- OnStage Chief Connecticut Theatre Critic / Connecticut Critics Circle
TheaterWorks presents the unconventional work, Constellations, by British playwright Nick Payne. This play takes the “boy meets girl” story and turns it on its head: what happens if the boy and the girl meet over and over with circumstances ever so slightly different? It’s a play exploring choice and destiny; of finding and losing love; and it is powerful, compelling stuff.
There is a lot to love about this play about the infinitesimal possibilities of a relationship between two people. Constellations is a nonlinear script done well. It also has original music by Billy Bivona, performed live so that it breathes with the actors, that adds an additional layer of emotional depth. And the two actors who have the arduous task of motivation hopscotch are stellar.
The play centers around the relationship between two people: Marianne (Allison Pistorius) and Roland (M. Scott McLean). Events are not chronological; it centers around the relationship feasibilities between the pair, emphasizing the multiverse that Marianne studies (she is a physicist; Roland is a beekeeper). Imagine limitless instances of meeting, interacting, and reacting. There is a story line that comes through: a romantic relationship develops between the two, and a medical crisis occurs for Marianne, which affects her ability to communicate. It could devastate her life and career, and it already took the life of her mother. The ending feels resolved, yet is open-ended, but it doesn’t matter.
The fact that these two actors were former graduate school classmates probably adds to their chemistry and their nimbleness as performers. This script requires great concentration and precision (not to mention great direction), and these actors bring their “A” game. Even without a linear plot, I followed their stories with concern and interest; their stories are heartfelt, humorous, and honest – and my eyes welled up more than once. Rob Ruggiero’s skillful direction guides the actors to make a series of scenes, oft repeated, yet fresh each time; it is a perfectly woven arc of experiences and chances.

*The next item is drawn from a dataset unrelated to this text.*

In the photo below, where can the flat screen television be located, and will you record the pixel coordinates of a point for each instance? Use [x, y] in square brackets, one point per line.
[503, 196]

Set design by Jean Kim is understated, allowing the focus to be on the couple’s stories. It’s the lighting design by Philip S. Rosenberg that is most striking: many pendant lights hanging from the ceiling create a celestial space with blue glowing rings framing the round stage in the center. The lights flicker in response to certain situations, adding to the emotional intensity of those scenes. Bivona’s music also highlights these moments, making the scenes that much more effective.
I’m not a romantic by any stretch of the imagination, but I found this play beautiful and moving. It is thought-provoking yet chimerical, and crafted with such skill that it’s mesmerizing. I highly recommend catching this shooting star before it gone.